The last Franco/Towers Fu Manchu collaboration was, before this DVD, an incomprehensible mess. Now
restored to full length, it makes perfect, if unexciting, sense. The static screenplay sends
various bit players to Istanbul while Christopher Lee and the leads remain in Barcelona. Anachronistic
decor and detail so abounds that the adequate period feel of the previous films has totally
disappeared. A boring operation scene seems to last minutes, with a plastic toy for a respirator
on the patient's mouth. A heart being transplanted looks like a chunky beef nugget, bite-size
for a spaniel.
In their place we get imitation Mario Bava lighting and stock footage sequences lifted from other
films (A Night to Remember, some show with an exploding dam) to pad out the uneventful
script. Fu double-crosses everyone he meets, and is so predictably ruthless, it's a wonder
why anyone bothers to pay any attention to him. He spends the movie 'perfecting' an icemaking scheme
that worked just fine in the first reel. The professor appears give him the wrong formula
at the end, causing his headquarters to explode, but the script neglects to clarify this. Instead
it gets bogged down in details. He's kidnapped a scientist, but now needs to kidnap doctors to
keep his scientist alive. As soon as the patient is conscious after his operation, he's trying to
extort info from him. He makes enemies of a crime lord long before doing so
is necessary. What ol' Fu really needs is a course in effective management.

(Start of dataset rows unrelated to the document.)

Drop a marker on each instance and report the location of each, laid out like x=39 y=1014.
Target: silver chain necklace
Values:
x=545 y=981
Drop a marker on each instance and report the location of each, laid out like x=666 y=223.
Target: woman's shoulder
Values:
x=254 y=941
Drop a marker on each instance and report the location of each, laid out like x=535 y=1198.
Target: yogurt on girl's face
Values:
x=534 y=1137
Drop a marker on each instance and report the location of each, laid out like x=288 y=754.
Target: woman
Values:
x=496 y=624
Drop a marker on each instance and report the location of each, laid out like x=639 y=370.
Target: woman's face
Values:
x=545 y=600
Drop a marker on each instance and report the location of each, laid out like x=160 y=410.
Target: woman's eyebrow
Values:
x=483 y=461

We never really see Fu's big ice idea work, although it sounds a lot like it was lifted from Kurt
Vonnegut's Ice Nine in Cat's Cradle. Apologies if there's a Sax Rohmer tale with an identical
scheme.
Under the reduced circumstances (Blood of ... is an epic compared to this one) Christopher
Lee aquits himself well, and Tsai Chin gets to do a couple of nasty killings instead of just snap
out orders. Richard Greene walks through a couple of pitiful 'action' scenes, and although
Maria Perschy is pretty, she isn't given much of a personality to play. Director Franco does give
himself the role of a Turkish police chief who wears 60s Western shirts. There's no sex this time
around, and precious little real action, so perhaps it's a compliment to say that the show is more
watchable than it has any right to expect. The talented Burt Kwouk shares the first scene with
Christopher Lee,
a throwaway prologue that generates more tension and acting energy than anything in either Fu
Manchu film.
Blue Underground's DVD of The Castle of Fu Manchu looks and sounds great, with bright colors
for the costumes and the many scenes lit with purple and green light. The rather attractive score
comes through clearly as well. In the extras this time around, Tim Lucas gives specific film facts
for the two Fu Manchu titles, while the interview-docu short subject The Fall of Fu Manchu
is a welcome opportunity for Chris Lee and Jesus Franco to tell pleasant anecdotes about each other.
Circus of Fear
Blue Underground
1966 / Color / 1:78 anamorphic 16:9 / 91 min. / Psycho-Circus,
Das Rätsel des silbernen Dreiecks / Street Date September 30, 2003 / $59.95 / 19.95 separately
Starring Christopher Lee, Leo Genn, Anthony Newlands, Heinz Drache,
Eddi Arent, Klaus Kinski, Margaret Lee, Suzy Kendall, Cecil Parker, Victor Maddern, Maurice Kaufmann
Cinematography Ernest Steward
Art Director Frank White
Editor John Trumper
Original Music Johnny Douglas
Written by Peter Welbeck from a novel by Edgar Wallace
Produced by Harry Alan Towers
Directed by John Moxey
Synopsis:
Gentlemanly Police Inspector Elliott (Leo Genn) pursues an armored car robber and
murderer to the fancy circus of Barberini (Anthony Newlands), in winter hiatus. With the rest of
the gang rounded up, killer Manfred (Klaus Kinski) descends on the circus to seek the hidden loot
as well. Barberini's big top is revealed as a murderous soap opera of secret identities and
circus vengeance. Ringmaster Carl (Heinz Drache) seeks the murderer of his father, who may be the
killer brother of the mysteriously hooded lion tamer Gregor (Christopher Lee). A midget is
blackmailing Gregor, while the circus accountant (Eddi Arent) keeps trying to get into the act as
a clown. Gina (Margaret Lee) is a philandering girlfriend asking for trouble, while Gregor's niece
Natasha (Suzy Kendall) is far too protected by her uncle. When more bodies show up, Elliott is
finally able to close in on his criminal prey.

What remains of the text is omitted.